L’électricité a longtemps été en France un monopole d’État et, à ce titre, il s’agissait d’une source de revenus très lucrative pour l’état. Avec la privatisation du marché de l’énergie dans les années 2000, le négoce de l’électricité (et des énergies en général) a vu fleurir de nombreuses taxes, qui sont toujours en vigueur aujourd’hui.

CSPE et TIFCE

La Contribution au service public de l’électricité instaurée en 2000 et la taxe intérieure sur la consommation finale d’électricité sont deux prélèvements fiscaux fusionnés en 2015. Ces taxes ont pour but d’aider les opérateurs à financer les surcoûts liés à la privatisation du négoce de l’énergie et à subventionner le développement des énergies renouvelables.

En 2016, le dispositif CSPE représentait en moyenne 16% d’une facture énergétique, une part fixe votée en 2015 avec une validité allant jusqu’à février 2022.

À partir de février 2022, la CRE (Commission de Régulation de l’Energie) fixe la CSPE à son minimum légal européen, soit 1€/MWh pour les particuliers (et micro/autoentreprises) et 0,5/MWh pour les entreprises. Il s’agit d’une baisse significative qui permettra peut-être de tempérer l’augmentation du prix de l’électricité qui sévit depuis 2021.

La Contribution tarifaire d’acheminement (CTA) 

La CTA a été mise en place en 2004, toujours suite à la privatisation de la vente d’énergie. Elle vise à financer le régime de retraite des salariés de l’électricité et du gaz.

La CTA est calculée sur la part fixe des tarifs d’acheminement de l’électricité (TURPE), c’est un montant forfaitaire lié au type et à la puissance de l’abonnement.

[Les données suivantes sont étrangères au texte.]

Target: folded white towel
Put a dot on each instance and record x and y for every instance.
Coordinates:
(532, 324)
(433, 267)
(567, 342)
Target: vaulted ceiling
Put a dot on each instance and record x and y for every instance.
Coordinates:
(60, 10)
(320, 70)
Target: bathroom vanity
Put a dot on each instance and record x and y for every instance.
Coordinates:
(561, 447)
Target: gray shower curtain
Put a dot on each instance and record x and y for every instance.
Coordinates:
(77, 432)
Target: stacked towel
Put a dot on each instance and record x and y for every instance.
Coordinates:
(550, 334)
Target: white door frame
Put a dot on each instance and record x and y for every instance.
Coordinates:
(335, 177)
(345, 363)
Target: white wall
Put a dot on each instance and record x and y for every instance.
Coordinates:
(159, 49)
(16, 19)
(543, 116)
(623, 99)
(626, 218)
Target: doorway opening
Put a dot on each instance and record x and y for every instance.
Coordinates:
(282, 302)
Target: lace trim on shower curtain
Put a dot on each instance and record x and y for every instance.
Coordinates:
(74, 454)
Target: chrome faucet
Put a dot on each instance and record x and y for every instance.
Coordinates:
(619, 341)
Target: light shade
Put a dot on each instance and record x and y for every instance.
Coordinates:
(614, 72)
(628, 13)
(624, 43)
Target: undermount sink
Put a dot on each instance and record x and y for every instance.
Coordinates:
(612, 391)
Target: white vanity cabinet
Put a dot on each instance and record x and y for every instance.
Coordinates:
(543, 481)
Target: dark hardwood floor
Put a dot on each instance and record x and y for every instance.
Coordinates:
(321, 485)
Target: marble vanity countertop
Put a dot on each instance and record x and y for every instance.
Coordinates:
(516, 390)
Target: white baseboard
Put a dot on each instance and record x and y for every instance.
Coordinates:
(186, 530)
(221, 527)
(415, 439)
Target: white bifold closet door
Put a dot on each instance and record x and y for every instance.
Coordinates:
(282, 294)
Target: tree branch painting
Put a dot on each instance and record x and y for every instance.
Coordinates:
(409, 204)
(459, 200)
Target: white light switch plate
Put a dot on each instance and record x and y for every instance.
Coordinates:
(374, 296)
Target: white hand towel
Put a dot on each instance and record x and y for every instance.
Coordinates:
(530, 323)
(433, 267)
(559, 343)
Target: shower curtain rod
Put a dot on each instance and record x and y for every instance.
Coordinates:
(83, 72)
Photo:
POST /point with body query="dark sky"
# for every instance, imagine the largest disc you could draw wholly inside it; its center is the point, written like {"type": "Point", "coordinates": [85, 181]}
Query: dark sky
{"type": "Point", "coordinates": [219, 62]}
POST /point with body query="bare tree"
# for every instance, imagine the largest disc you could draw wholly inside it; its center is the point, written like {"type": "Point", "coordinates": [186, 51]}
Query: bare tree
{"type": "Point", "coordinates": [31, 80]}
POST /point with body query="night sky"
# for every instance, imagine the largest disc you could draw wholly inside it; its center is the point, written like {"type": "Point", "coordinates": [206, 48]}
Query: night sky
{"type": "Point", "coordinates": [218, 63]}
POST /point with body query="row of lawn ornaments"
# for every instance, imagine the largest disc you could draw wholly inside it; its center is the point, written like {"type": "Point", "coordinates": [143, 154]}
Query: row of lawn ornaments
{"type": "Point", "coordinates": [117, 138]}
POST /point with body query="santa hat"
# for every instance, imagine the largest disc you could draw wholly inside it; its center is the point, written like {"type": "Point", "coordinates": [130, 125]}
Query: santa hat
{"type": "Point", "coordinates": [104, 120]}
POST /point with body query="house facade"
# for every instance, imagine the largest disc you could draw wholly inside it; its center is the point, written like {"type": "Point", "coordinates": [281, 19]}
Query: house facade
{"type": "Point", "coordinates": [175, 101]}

Par ailleurs, elle intervient sur le réseau de transport de l’électricité (de la centrale au distributeur) ou sur le réseau de distribution de l’électricité (du distributeur su consommateur). La très vaste majorité des particuliers sont raccordés à un réseau de distribution et non de transport (très haute tension).

Les montants actuels sont de 10,11% pour les réseaux de transport et de 21,93% pour les réseaux de distribution.

La Taxe sur la valeur ajoutée (TVA)

Comme la plupart des échanges, l’achat de l’électricité est soumis à une TVA. Cette dernière est calculée sur le prix de l’électricité HT, mais également sur le montant des taxes elles-mêmes.

Ainsi, le taux de TVA sur La CTA est de 5,5%, tandis que le reste du prix de l’électricité est soumis à une TVA à 20%.

Lorsque les ajustements de la TVA sont votés, le prix de l’électricité peut alors varier sensiblement car le calcul est réalisé sur l’ensemble du prix de l’électricité et non pas sur un élément distinct comme pour les autres contributions.